Australian Banks Restricting Cash Raises CBDC Fears

Headlines across the globe see Australia making aggressive moves towards a cashless society, a move that gravely threatens the last bastions of economic privacy and individual autonomy. Are Australia’s major banks merely championing the cutting edge of financial convenience, or is there a more pernicious hidden agenda seeping into our digital economy? It certainly appears that Central Bank Digital Currencies (CBDCs), the potential beneficiaries of a cashless society, could become the shackles of a future technocratic authoritarian world.
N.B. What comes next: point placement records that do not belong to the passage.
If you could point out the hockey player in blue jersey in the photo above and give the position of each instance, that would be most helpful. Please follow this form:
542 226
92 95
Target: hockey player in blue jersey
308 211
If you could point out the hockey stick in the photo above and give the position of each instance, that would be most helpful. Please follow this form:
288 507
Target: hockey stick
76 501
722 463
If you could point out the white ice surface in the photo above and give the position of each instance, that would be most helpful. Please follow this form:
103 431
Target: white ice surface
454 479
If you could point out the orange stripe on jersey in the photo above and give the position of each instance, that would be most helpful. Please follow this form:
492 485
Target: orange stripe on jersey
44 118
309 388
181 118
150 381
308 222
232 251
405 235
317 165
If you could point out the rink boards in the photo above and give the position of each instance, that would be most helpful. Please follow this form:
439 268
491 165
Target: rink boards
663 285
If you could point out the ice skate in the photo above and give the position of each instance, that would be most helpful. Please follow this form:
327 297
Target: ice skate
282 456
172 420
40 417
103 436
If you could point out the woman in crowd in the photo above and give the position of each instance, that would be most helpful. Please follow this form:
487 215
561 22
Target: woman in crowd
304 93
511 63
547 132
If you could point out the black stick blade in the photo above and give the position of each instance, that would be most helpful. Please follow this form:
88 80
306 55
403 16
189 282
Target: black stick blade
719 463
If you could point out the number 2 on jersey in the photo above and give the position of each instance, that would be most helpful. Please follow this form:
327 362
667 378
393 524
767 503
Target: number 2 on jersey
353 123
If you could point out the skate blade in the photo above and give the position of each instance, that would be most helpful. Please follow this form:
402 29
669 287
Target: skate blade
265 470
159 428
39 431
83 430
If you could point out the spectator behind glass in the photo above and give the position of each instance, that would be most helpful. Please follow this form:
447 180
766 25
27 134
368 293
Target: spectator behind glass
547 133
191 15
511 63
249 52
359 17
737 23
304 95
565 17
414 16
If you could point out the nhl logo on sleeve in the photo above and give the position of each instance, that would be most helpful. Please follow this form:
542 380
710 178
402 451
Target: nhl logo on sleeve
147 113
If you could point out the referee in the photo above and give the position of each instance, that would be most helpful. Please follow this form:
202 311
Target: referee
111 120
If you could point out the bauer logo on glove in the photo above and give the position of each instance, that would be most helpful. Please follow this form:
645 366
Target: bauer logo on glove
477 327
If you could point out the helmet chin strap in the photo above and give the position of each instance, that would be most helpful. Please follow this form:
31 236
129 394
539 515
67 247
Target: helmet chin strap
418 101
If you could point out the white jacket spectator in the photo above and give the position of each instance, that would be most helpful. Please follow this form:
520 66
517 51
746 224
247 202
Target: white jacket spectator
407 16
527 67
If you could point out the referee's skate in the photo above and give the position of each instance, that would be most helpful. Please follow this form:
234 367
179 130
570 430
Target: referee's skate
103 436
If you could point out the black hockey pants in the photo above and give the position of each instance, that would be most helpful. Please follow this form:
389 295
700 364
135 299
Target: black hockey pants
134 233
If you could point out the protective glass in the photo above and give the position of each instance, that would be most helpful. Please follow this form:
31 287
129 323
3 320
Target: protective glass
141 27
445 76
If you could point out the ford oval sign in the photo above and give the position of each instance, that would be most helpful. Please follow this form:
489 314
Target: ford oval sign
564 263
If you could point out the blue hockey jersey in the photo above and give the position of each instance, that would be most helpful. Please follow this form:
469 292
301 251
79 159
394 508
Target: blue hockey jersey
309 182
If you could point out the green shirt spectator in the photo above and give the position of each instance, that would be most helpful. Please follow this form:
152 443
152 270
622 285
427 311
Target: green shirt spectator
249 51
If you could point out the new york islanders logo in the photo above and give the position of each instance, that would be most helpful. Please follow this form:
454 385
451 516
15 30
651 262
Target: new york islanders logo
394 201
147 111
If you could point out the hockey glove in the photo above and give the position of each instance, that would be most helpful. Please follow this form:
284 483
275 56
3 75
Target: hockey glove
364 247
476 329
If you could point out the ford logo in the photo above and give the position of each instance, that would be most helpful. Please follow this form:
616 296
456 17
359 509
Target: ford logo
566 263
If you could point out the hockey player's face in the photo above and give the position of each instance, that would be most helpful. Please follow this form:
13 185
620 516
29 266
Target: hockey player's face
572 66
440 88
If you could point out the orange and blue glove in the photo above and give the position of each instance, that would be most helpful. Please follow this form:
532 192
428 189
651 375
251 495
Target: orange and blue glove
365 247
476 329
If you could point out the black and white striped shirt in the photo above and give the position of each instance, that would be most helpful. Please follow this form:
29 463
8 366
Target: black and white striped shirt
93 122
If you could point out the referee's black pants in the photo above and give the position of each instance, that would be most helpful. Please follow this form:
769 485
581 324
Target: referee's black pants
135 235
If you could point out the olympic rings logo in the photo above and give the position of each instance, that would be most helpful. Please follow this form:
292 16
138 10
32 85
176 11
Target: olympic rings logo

Of note, two key issues have constantly shadowed the glittery promise of CBDCs. Stripped bare of the intricacies of digital finance, these issues are glaringly simple: a cashless society, necessary for CBDC proliferation, eradicates all scope for trade privacy. Consequently, a switch to this digital model hands unmitigated control over your personal funds to banks and government bodies.

In recent times, behind the distraction of the pandemic, Australia has conducted a year-long experiment navigating these uncertain digital waters. Engaging in pilot programs with formidable corporations such as Mastercard and working hand-in-glove with the Bank for International Settlements, it’s clear that the verdict on CBDCs is about to be pronounced by those in power.

Australia’s top four banks have advanced this agenda by expunging over-the-counter cash withdrawals from most branches. Elusive “special centers” touted to cater to “more complex banking needs including cash” merely serve as a smokescreen for this ominous trend of depreciating paper money.

Yet the real sting in the tail lies in the unprecedented level of control CBDC implementation offers to the establishment. An intricate web of social engineering can be woven as the flow of money in society becomes tailored to specific interests.

The tyranny extends further. Consider a scenario where CBDCs have an expiration date, coercing consumers to accelerate their spending. Factor in the imposition of Chinese-style social credit scores creeping into the West, where unfavorable speech or belief systems incur financial penalties or account limitations.

Australia’s choice to pioneer the first wave of this cashless future is a clever strategic move from the establishment. Capitalizing on the efficient enforcement of severe lockdown measures, the government seems ready to leverage the compliant temperament of Australians to pilot this currency overhaul.